Note that the stop signal from the stop circuit 20 may be applied to, for example, the constant current source 23 of the differential amplifier circuit 5 so that the power supply to the first and second drive coils 1 and 2 is stopped at the same time. (G) Effects of the Invention As described above, according to the present invention, the fall delay of the first and second pulse trains is measured by feeding back the kickback pulse using a Zener diode, which is difficult to integrate into an IC. Motor rotation can be detected without using a capacitor. Also,
According to the present invention, rotation is detected by connecting an AND gate to the input terminal of the output circuit, so the entire detection circuit can be operated with a low power supply voltage, and it is possible to use elements with low breakdown voltage. This has the advantage of being possible. Furthermore, since the capacitor can be discharged for a period approximately equal to the width of the kickback pulse, a capacitor with a large capacity can be used, and the value of the charging resistor can be made small. By the way, if you follow the example, it will be 200 ~
A discharge time of 300 μs can be obtained.

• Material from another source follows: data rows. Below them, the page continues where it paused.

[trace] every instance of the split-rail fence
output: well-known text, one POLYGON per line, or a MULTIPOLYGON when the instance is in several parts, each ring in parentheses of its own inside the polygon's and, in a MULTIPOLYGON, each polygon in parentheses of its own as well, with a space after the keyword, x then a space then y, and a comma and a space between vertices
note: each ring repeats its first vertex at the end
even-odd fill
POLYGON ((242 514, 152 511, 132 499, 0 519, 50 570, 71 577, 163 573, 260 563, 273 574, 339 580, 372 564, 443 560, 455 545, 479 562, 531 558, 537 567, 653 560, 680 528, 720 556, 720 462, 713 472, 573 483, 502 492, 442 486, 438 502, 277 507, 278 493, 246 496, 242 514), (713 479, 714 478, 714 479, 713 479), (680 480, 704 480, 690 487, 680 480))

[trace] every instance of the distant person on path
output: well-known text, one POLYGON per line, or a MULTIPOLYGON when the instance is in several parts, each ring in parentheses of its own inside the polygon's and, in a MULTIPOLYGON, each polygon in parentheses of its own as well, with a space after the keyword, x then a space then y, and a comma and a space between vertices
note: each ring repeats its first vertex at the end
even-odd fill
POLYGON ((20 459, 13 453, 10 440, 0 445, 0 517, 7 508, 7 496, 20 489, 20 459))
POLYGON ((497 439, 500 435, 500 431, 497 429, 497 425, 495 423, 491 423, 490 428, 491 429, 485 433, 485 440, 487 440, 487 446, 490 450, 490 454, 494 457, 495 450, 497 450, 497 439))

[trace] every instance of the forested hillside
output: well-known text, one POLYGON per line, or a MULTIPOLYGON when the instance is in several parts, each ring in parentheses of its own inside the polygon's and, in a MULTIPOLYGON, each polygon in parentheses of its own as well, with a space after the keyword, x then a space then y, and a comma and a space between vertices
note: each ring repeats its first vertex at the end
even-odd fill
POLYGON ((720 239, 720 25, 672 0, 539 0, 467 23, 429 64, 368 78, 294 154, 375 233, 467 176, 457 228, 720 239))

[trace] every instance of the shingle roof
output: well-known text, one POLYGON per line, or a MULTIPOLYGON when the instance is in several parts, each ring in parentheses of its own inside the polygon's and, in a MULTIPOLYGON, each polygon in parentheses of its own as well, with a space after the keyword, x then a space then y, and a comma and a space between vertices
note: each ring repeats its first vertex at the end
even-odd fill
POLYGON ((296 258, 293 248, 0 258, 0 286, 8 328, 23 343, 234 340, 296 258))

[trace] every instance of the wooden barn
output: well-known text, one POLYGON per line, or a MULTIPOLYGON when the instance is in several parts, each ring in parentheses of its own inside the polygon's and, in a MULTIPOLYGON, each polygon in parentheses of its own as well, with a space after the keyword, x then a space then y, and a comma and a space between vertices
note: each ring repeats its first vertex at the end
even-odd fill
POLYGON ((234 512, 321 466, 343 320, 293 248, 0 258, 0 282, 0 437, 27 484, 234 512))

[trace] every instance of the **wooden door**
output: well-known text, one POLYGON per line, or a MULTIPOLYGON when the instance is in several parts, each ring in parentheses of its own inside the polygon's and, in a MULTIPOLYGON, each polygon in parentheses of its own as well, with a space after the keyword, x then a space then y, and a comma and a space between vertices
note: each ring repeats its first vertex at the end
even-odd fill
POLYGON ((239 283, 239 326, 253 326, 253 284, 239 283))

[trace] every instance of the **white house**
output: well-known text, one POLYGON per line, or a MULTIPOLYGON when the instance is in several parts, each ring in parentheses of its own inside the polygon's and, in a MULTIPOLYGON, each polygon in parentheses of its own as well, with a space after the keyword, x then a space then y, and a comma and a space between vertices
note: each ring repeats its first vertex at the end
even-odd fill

[Brief explanation of drawings]

FIG. 1 is a circuit diagram showing one embodiment of the present invention, and FIGS. 2A to 2H are characteristic diagrams showing waveforms at various parts in FIG. Explanation of main drawing numbers, 1...first drive coil, 2...
...Second drive coil, 5 ...Differential amplifier circuit, 8 ...
First output circuit, 11 ...Second output circuit, 14...
First Zener diode, 15... Second Zener diode, 16... AND gate, 18... Capacitor, 20... Stop circuit.

Claims (1)

[Claims] 1 first and second drive coils, a position detection means for detecting the position of a rotor driven by the drive coil, and first and second pulse trains having opposite phases to each other according to an output signal of the position detection means. a first output circuit that supplies an operating current to the first drive coil in accordance with the first pulse train; and a first output circuit that supplies an operating current to the second drive coil in response to the second pulse train. and a Zener diode inserted between the input and output of the first and second output circuits, and an AND that takes signals obtained at the input terminals of the first and second output circuits. A gate, a capacitor whose charging and discharging are controlled according to an output signal of the AND gate, and a stop means that stops power supply to the first and second drive coils according to a terminal voltage of the capacitor, and a motor lock is provided. A motor protection device characterized in that the motor is protected by actuating the stopping means when the motor stops.